It’s a beautiful morning in San Francisco. Bright and sunny. No fog.
The folks at the Pacific Heights Inn always have morning coffee and a big box of good donuts in the little office there, so I decide to make that my breakfast. Bob and Glenn go off in search of something more healthy and substantial.
I call the restaurant, and they have my camera. So that is our first stop for the morning. Then Bob and Glenn want to get some souvenirs so we head for Fisherman’s Wharf. Because of some recent reading about the history of the Lincoln Highway, I had decided that it might be cool to get some shots of the Palace of Fine Arts there in San Francisco because it’s the biggest reminder of the glory that was the 1915 Panama Pacific Exposition. That exposition was one of the reasons why the founders of the Lincoln Highway worked so hard to get their road ready in 1913. They wanted people to be able to drive from the east coast to San Francisco on a paved, or at least mostly paved, highway.
While the boys go shopping, I make a call to the Exploratorium, the interactive science center that’s in the old Palace now. The public information director there tells me that I’ll have to call the city’s Department of Parks too because they own and maintain the grounds around the Exploratorium, and I’m lucky. Everybody’s willing to bend the rules a wee bit to accommodate my last minute request.
And the initials PBS often open many doors that might otherwise be hard to get through.

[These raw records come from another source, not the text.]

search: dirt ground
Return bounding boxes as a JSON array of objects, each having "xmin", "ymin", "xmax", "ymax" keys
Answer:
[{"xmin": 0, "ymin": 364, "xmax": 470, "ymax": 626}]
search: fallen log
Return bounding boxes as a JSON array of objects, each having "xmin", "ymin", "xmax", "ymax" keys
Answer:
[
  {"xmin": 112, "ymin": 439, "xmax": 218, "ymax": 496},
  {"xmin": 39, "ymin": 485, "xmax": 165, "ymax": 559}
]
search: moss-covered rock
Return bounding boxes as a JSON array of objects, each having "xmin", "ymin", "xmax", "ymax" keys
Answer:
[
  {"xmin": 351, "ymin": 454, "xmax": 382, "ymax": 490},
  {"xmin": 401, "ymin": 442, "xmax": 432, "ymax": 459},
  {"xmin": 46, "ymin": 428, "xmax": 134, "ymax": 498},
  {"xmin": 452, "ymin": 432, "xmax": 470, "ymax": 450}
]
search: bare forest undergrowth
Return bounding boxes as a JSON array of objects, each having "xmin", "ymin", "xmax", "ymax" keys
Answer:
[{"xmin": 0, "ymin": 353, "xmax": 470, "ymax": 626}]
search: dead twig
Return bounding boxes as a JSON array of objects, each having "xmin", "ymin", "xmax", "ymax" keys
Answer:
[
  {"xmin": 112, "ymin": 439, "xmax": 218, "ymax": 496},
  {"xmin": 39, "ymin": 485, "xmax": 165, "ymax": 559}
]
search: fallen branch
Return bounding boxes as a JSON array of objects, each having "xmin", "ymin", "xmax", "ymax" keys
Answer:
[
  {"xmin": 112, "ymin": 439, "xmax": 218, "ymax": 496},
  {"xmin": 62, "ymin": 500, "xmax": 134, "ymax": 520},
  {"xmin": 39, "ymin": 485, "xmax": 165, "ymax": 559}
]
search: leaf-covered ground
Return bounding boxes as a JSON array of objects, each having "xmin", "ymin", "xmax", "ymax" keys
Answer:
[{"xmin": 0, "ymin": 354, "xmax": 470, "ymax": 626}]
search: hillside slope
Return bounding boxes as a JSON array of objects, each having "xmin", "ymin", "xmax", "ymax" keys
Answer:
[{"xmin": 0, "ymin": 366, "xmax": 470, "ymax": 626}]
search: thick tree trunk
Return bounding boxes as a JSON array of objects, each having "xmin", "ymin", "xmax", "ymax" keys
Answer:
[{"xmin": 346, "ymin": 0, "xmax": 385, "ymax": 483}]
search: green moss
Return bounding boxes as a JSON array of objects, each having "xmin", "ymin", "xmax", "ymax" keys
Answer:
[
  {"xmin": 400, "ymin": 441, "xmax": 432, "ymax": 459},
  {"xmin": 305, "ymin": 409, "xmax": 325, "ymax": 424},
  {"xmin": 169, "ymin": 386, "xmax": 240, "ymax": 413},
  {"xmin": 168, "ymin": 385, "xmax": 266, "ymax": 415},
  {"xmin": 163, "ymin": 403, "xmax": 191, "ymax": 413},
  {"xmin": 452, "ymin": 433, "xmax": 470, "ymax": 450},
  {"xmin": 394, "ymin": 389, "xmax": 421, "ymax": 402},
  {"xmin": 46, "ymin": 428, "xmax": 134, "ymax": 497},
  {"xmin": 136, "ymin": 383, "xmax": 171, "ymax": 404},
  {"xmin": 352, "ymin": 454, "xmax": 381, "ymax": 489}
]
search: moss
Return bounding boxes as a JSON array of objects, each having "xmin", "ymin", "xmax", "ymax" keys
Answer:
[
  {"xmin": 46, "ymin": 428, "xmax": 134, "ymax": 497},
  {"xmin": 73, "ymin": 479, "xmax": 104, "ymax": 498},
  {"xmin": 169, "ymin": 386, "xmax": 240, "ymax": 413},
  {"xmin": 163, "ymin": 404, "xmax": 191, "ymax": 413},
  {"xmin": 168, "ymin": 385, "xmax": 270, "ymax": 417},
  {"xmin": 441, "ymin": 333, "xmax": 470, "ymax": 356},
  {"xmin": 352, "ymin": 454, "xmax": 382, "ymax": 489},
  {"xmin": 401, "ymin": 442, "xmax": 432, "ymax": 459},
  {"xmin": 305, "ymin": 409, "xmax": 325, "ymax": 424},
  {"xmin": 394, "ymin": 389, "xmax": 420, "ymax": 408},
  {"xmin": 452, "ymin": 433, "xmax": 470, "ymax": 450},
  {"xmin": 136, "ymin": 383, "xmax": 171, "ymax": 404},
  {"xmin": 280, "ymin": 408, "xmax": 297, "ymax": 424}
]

We find the Palace and it’s a beautiful scene on a gorgeous day. There are lots of kids and people walking around, feeding the birds. We get pictures with all the cameras that we have. Video and stills. The architect of this old set of buildings was Bernard R. Maybeck, and he wanted the whole area to feel like Roman ruins. It’s grand, lots of columns, a big domed rotunda (now covered with scaffolding because it’s being restored), and the building that now houses the Exploratorium.
We go into the science museum to get a few interiors in case we want to explain what’s at the Exposition nowadays, and we’re knocked out.
It is totally fun and engaging and full of cool things to play with, to try out, to be amazed by. It would be a fitting end to any trip. The public information woman told me that they’d won an award as Best Museum on Earth or something like that, and we understand. We want to stay and play, but we have miles to go before we sleep.